Fitbit’s IPO is just the start of a coming wave of auspicious digital health companies. Investors will recognize many untapped markets, exits, and billions of investment dollars more will start flowing into the sector (according to StartUp Health Insights, more than $6.5B was invested in digital health in 2014, and $2.8B has been invested already this year). Fitbit also gives the investor community a successful business model to lean on and proves that consumers will pay for health and wellness. Health and tech companies alike will be smart to take a few lessons from the Fitbit story. Although it sounds like a well-worn cliche, the key to the company’s success really has been its focus on the consumer. A new consumer device cannot be clunky. With an elegant user interface and simple installation, the software and hardware is easy to use every day. Notably, the company did not shy away from hardware. Other health tech companies should heed this lesson.

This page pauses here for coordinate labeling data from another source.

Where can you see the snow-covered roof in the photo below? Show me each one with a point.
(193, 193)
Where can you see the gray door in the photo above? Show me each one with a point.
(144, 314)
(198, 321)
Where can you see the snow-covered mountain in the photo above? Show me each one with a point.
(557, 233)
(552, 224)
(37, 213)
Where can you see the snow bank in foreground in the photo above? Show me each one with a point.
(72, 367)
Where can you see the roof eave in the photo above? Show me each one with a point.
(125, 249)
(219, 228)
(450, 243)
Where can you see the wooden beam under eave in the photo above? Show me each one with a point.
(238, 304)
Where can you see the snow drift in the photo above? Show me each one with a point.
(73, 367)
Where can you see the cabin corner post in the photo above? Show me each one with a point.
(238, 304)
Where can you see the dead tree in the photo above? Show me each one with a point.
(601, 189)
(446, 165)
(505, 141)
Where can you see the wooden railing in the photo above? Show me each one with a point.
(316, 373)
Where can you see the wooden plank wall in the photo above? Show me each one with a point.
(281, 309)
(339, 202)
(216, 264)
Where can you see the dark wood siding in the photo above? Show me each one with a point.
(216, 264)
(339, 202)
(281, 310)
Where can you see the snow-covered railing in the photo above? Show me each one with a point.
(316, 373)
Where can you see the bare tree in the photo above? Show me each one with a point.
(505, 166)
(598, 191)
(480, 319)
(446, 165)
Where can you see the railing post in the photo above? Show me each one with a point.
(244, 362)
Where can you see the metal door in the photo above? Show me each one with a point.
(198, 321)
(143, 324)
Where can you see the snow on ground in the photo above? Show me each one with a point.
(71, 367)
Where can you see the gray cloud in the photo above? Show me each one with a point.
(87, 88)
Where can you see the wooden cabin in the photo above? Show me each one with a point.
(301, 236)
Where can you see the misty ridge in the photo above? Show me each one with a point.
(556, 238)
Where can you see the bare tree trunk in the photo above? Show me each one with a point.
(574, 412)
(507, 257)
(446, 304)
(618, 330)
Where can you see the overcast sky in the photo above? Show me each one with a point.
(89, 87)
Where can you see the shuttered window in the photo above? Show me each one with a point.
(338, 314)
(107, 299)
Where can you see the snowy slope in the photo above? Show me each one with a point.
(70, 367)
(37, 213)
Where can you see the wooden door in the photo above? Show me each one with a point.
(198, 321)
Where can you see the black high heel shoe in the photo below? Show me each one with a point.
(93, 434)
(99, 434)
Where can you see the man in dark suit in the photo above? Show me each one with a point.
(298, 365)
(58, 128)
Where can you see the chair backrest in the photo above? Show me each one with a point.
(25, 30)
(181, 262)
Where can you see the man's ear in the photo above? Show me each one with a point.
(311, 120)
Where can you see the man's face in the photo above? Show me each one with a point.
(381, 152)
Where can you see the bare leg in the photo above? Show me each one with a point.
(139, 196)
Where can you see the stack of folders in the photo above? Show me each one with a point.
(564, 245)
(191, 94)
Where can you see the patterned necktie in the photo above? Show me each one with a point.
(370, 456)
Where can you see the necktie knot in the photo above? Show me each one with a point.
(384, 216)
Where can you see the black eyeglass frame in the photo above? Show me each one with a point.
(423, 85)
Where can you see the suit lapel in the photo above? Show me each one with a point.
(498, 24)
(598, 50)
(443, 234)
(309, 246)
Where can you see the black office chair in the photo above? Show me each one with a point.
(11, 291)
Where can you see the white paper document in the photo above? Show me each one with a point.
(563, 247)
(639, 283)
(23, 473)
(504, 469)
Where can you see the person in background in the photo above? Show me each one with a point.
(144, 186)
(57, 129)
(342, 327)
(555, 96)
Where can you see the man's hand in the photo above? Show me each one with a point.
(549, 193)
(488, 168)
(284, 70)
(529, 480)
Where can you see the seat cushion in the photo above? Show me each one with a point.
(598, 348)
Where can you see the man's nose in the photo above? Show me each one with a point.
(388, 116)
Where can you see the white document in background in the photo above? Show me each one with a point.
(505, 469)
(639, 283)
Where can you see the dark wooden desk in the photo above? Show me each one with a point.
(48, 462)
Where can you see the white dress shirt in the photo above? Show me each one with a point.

Technology can only enjoy widespread adoption if the customer’s needs are prioritized over additional functionality or frivolous features. In addition, Fitbit’s business model is scalable. Fitbit is now quietly expanding into the corporate world, offering its fitness trackers and software for employee wellness programs.
Fitbit will face challenges. The company is embroiled in a lawsuit with competitor Jawbone over intellectual property issues. Tech heavyweight Apple is making a formidable play in the field with its AppleWatch. Intel acquired Basis Science in 2014 (disclosure: Basis Science was a StartUp Health company). Xiaomi, a Chinese company, also sells wearable devices and is a likely competitor in the global market.
Yet regardless of Fitbit’s long term value proposition, the recent IPO will be considered an important turning point: consumer health is going mainstream. It’s now a highly rational proposition to invest heavily in consumer-facing digital health solutions.